Menakar Resiliensi Startup yang Kepincut Bisnis e-Grocery

Khadijah Shahnaz
Rabu, 24 Agustus 2022 | 19:09 WIB
Ilustrasi/PYMNT
Ilustrasi/PYMNT
Bagikan

Bisnis.com, JAKARTA - Pasar bisnis grosir daring (e-grocery) di Indonesia terus menarik minat para startup yang menjadi pemainnya, tetapi tidak semuanya mampu bertahan.

Berdasarkan laporan dari Google, Temasek, dan Bain Company e-Conomy SEA 2021, pasar ekonomi digital di Asia Tenggara mengalami kenaikan hingga 49 persen dari US$117 miliar pada 2020 menjadi US$174 miliar pada 2021.

Komponen penggerak utama aktivitas ekonomi ini adalah dari e-commerce yang mampu tumbuh 62 persen dari US$74 miliar menjadi US$120 miliar pada 2021.

Pasar e-grocery telah berkontribusi lebih dari 50 persen dari semua pengeluaran segmen ritel di Asia Tenggara. Sebanyak 64 persen pengguna internet kini telah membeli bahan makanan secara daring sejak pandemi.

Namun, pangsa pasar e-grocery masih terlalu rendah dibandingkan dengan offline, baik dari frekuensi maupun nilai transaksi, yakni hanya 2 persen.

Adapun, nilai ekonomi digital di Indonesia pada 2021 mampu mencapai US$70 miliar atau tumbuh 49 persen dibandingkan dengan 2020 yang sebesar US$47 miliar.

Sebanyak 65 persen warganet Tanah Air memilih menggunakan layanan e-grocery dengan alasan membuat aktivitas sehari-hari lebih mudah dan praktis, sedangkan 41 persen mengatakan sudah menjadi bagian dari rutinitas pengguna.

Melihat potensi pasar yang besar ini, perusahaan-perusahaan konglomerat di Indonesia mulai berkecimpung di platform e-grocery. Sebut saja layanan AlloFresh, yang disokong oleh PT Trans Retail Indonesia (Carrefour dan Hypermart). Layanan dari Taipan Chairul Tanjung ini juga bekerja sama dengan e-commerce Bukalapak.

Kemudian, ada Sayurbox juga mendapatkan dukungan dari PT Astra Internasional sebanyak US$5 juta atau senilai Rp72 miliar dan Grup Ciputra melalui emiten teknologi, Metrodata Electronics sebanyak Rp7,12 miliar.

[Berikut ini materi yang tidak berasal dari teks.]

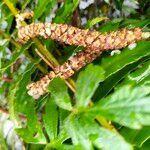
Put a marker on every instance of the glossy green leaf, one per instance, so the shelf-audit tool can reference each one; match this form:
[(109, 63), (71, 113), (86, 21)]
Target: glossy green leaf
[(116, 67), (85, 132), (136, 137), (33, 132), (87, 83), (78, 135), (127, 106), (59, 93), (117, 62), (119, 4), (103, 138), (50, 119), (112, 81), (142, 72)]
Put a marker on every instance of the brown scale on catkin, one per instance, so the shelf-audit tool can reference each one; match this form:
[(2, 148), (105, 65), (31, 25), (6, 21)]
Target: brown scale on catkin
[(95, 42)]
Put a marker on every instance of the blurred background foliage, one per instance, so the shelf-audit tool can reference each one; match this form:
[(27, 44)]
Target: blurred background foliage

Tak cuma konglomerat, perusahaan pelat merah juga memberikan dukungan kepada salah satu startup e-grocery yaitu TaniHub. TaniHub disokong dari MDI Ventures, anak usaha PT Telkom Indonesia (Persero) Tbk sebanyak US$65,5 juta atau senilai Rp942 miliar.

Sayangnya, TaniHub pada awal tahun ini telah menutup salah satu lini bisnis dan melakukan pemutusan hubungan kerja (PHK) terhadap karyawannya. Pada awal Maret 2022, TaniHub menghentikan semua layanan business to consumers (B2C), termasuk menutup gudang di Bandung dan Bali.

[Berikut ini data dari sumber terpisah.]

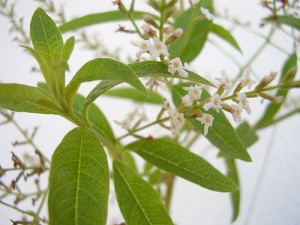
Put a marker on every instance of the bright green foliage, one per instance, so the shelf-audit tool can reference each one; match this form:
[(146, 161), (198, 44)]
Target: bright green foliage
[(286, 20), (235, 196), (195, 32), (225, 35), (79, 181), (289, 70), (95, 116), (170, 156), (138, 202), (97, 18), (247, 134), (23, 98), (221, 134), (103, 69), (130, 93)]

TaniHub mengatakan keputusan tersebut diambil dengan pertimbangan untuk mempertajam fokus dan meningkatkan pertumbuhan melalui kegiatan segmen business to business (B2B).

TaniHub pun mengakui dengan adanya penghentian operasional warehouse di Bandung dan Bali mengakibatkan adanya PHK bagi sejumlah pekerja.

Bukan hanya TaniHub, Brambang yang merupakan startup khusus e-grocery ini mengumumkan menutup layanan layanan jual -beli kebutuhan pokok sehari-hari dan mengganti layanan ke e-commerce elektronik.

Baru-baru ini, Traveloka berencana menutup layanan Traveloka Mart. Ironisnya, layanan tersebut baru saja diluncurkan sejak 6 bulan lalu. Pihak Traveloka mengatakan langkah ini sebagai bagian dari strategi dan prioritas perusahaan.

Secara terpisah, peneliti Institute for Development of Economics and Finance (Indef) Nailul Huda menilai tutupnya Traveloka Mart dan meredupnya kinerja bisnis e-grocery disebabkan ekosistem yang tidak memadai.

Dia menambahkan ada beberapa pemain besar yang sudah mempunyai ekosistem tersendiri mulai masuk ke layanan e-grocery seperti Tokopedia.

"Ini memberikan persaingan ke e-grocery yang sudah terlebih dahulu ada," ujar Huda, Selasa (23/8/2022).

Bisnis e-grocery, lanjutnya, membutuhkan fokus yang penuh dari pemainnya. Artinya, pelaku harus memiliki ekosistem penunjang yang bisa mendukung bisnis e-grocery tersebut.

Dia mencontohkan Tokopedia yang telah melengkapi dirinya dengan ekosistem pengiriman barang dari Gojek sebagai bagian dari sinergi PT GoTo Gojek Tokopedia Tbk.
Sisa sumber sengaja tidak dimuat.